Include dimension names is variable specifications
Related to #868 and #893
I'm wondering if we can start to check dimension names of variables without being too heavy handed by using warnings. This could potentially avoid manual comparison of array shapes and avoid issues like #868. It could also add make the variable documentation a bit more useful.
I'd suggest that we add dimension names as part of each variables specification. Outer dimensions could be optional, and a wildcard could be used when a dimension is not strictly defined. Dimension names could then be checked within the validate_variables function and a DimensionWarning thrown if there is a mismatch.

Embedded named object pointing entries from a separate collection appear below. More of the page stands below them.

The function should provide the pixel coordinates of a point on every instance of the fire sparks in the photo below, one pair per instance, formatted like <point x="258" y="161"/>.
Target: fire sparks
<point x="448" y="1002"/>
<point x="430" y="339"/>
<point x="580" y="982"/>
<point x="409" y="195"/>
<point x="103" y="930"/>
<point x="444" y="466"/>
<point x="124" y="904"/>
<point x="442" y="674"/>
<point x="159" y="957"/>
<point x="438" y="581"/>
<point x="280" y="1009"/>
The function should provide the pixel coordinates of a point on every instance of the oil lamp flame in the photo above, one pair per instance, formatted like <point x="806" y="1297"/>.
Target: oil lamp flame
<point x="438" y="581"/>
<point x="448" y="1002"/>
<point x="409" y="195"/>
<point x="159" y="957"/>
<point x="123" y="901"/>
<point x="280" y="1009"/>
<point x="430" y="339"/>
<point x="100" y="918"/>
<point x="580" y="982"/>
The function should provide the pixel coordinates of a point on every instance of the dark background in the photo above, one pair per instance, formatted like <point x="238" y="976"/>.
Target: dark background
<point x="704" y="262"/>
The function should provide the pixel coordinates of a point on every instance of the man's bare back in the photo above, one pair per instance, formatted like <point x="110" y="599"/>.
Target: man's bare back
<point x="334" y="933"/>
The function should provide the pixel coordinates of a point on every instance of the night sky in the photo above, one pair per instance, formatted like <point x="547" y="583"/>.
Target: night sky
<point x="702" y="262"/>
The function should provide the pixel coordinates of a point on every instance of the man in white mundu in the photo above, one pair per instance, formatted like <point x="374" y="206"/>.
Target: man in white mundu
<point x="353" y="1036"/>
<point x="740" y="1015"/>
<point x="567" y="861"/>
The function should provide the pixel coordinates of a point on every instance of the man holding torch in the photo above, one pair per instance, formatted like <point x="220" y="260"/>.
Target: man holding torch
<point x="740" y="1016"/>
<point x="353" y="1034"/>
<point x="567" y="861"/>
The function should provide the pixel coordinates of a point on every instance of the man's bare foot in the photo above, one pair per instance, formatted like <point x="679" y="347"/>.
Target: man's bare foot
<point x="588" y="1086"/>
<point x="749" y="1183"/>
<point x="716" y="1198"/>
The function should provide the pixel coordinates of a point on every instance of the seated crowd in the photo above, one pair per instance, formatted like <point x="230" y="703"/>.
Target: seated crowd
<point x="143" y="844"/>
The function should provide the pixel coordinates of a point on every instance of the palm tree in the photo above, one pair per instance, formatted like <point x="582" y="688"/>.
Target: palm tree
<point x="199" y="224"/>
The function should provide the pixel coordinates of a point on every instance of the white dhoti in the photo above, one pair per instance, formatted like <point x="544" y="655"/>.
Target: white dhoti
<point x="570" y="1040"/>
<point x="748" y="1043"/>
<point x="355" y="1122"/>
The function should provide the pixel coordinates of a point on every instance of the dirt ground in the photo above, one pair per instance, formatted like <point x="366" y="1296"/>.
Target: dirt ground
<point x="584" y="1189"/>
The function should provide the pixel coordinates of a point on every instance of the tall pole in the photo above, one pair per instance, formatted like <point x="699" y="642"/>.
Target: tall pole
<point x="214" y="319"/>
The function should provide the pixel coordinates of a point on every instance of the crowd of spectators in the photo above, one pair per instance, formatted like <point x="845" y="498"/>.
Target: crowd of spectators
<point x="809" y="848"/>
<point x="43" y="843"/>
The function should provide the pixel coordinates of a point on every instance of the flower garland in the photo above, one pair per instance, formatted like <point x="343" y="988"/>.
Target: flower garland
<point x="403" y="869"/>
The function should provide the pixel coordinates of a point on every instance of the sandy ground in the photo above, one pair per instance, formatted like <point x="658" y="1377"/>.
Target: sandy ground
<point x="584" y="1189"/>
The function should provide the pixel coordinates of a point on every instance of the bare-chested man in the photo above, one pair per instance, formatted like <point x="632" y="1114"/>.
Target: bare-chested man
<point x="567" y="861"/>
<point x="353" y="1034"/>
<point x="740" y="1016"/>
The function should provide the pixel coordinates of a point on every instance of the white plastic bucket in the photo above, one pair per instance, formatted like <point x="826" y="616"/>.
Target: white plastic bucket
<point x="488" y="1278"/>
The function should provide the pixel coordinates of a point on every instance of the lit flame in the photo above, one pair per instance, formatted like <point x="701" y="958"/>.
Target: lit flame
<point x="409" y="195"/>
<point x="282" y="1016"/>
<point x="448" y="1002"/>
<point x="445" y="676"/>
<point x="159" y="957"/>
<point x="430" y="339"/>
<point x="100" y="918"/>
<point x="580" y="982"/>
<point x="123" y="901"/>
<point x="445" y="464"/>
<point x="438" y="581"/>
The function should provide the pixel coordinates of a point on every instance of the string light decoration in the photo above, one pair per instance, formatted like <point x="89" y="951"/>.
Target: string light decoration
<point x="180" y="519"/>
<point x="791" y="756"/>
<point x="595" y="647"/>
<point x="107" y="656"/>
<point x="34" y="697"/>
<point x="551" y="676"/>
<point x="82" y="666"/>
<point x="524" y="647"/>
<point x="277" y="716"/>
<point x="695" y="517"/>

I also noticed that some dimension constants where initially created here, but have mostly been specified using raw strings in other files.
Here's a rough idea of what the dimension checking code could look like:
import warnings
class DimensionWarning(UserWarning):
"Warning about dimension mismatches."
pass
DIM_OPTION = None
DIM_WILDCARD = "*"
DIM_VARIANT = "variants"
DIM_WINDOWS = "windows"
DIM_CONTIG = "contigs"
DIM_SAMPLE = "samples"
DIM_COHORT = "cohorts"
DIM_PLOIDY = "ploidy"
DIM_ALLELE = "alleles"
DIM_GENOTYPE = "genotypes"
DIM_FILTER = "filters"
DIMS_POPULATION = {DIM_COHORT, DIM_SAMPLE}
DIMS_GENOMIC = {DIM_CONTIG, DIM_WINDOWS, DIM_VARIANT}
def dimension_match(dim, spec):
if isinstance(spec, set):
return (dim in spec) or (DIM_WILDCARD in spec)
else:
return (dim == spec) or (DIM_WILDCARD == spec)
def validate_dims(dims, spec):
message = "Dimensions {} do not match {}".format(dims, spec)
n_obs, n_exp = len(dims), len(spec)
if n_obs > n_exp:
warnings.warn(message, DimensionWarning)
diff = n_exp - n_obs
for i in range(diff):
if None not in spec[i]:
warnings.warn(message, DimensionWarning)
for dim, exp in zip(dims, spec[diff:]):
if not dimension_match(dim, exp):
warnings.warn(message, DimensionWarning)
# no warning
validate_dims(("windows", "samples", "ploidy"), (DIMS_GENOMIC, DIM_SAMPLE, DIM_PLOIDY))
# no warning due to wildcard
validate_dims(("unknown", "samples", "ploidy"), (DIM_WILDCARD, DIM_SAMPLE, DIM_PLOIDY))
# no warning due to option
validate_dims(("samples", "ploidy"), (DIMS_GENOMIC | {DIM_OPTION}, DIM_SAMPLE, DIM_PLOIDY))
# warning due to first dimension mismatch
validate_dims(("unknown", "samples", "ploidy"), (DIMS_GENOMIC, DIM_SAMPLE, DIM_PLOIDY))
I like this idea.
I also noticed that some dimension constants where initially created here, but have mostly been specified using raw strings in other files.
I think we decided raw strings are a bit more readable and any typos would cause an error quickly enough.